Provisions in the proposed House offer of CONCERN to AFR
We are concerned about House offer #2, which addresses appropriations’ funding for a portion of the CFPB’s budget. We prefer the Senate funding approach, which would fully fund the CFPB from funds provided by the Federal Reserve, because we are concerned that special interests would likely attempt to use the appropriations process to interfere with the independence of the agency.
Provisions in the proposed House offer which AFR SUPPORTS
We support proposed House offer #5 regarding examination and enforcement of financial institutions. This change contributes to a sensible, workable regulatory structure by permitting the CFPB to include an examiner at the time that the prudential regulator is conducting an examination of a depository institution of $10 billion or less in size. This provision also will help to ensure evenhanded enforcement of the laws with respect to all types of players, large and small, by providing for backstop enforcement authority if the prudential regulator fails to act after a formal referral from the CFPB.
We support proposed House offer #6 eliminating the burdensome, duplicative and one-sided consultation with industry before a rule can be proposed. This proposal will eliminate a process that would give predatory lenders the opportunity to influence CFPB rules before they are even proposed to the public and would delay rulemakings by several months.
We support proposed House offer #4 to give the CFPB supervisory authority over pay day lenders, money remitters, check cashers and private student loan providers. These lenders compete with other types of lenders who are subject to federal supervisory oversight. The practices of these types of lenders are among the most problematic for consumers, and the CFPB’s ability to protect the public would be less complete without this addition.

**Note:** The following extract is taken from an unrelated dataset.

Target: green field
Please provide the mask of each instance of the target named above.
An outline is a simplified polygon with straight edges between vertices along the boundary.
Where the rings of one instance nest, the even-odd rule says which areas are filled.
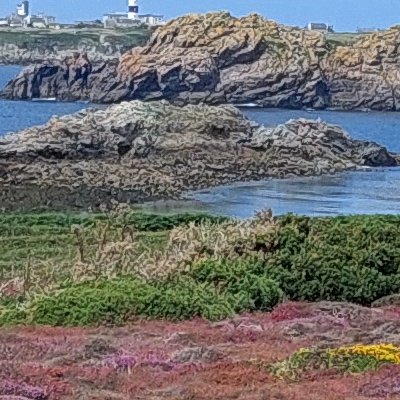
[[[144,45],[153,29],[135,27],[127,29],[64,28],[0,29],[0,46],[14,44],[27,51],[78,51],[82,47],[94,48],[99,53],[125,52]]]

We support proposed House offer #7 to modernize the FTC’s regulatory process and enforcement powers. These basic provisions permit the FTC to use the Administrative Procedures Act process for public comment which is commonly used by many other federal agencies. The provisions will allow the FTC to pursue aiders and abetters, and to pursue civil penalties. These changes will enhance the FTC’s ability to stop conduct that hurts consumers and legitimate competitors.
We support proposed House offer #9, which restores the House requirement (also originally in the Senate bill) that preserves important state laws which address new abuses or gaps in federal law. Under the provision, the Office of Comptroller of the Currency may not preempt state law unless federal law provides a substantive standard regulating the activity. This change implements a simple idea – the OCC should not be able to knock out a state consumer protection statute when there is no federal standard to address the problem.
We support proposed House offer #15a on certification by the educational institution in connection with a private student loan. These provisions ensure that students have the opportunity to take out cheaper and safer federal loans before they take on more expensive and riskier private student loans.
We appreciate your interest in our views. As the Congress stands on the cusp of creating a structure for the future to address consumer protection issues in financial products and services, we ask you not to undermine the promise of that approach with broad exemptions for auto dealers or for lawyers.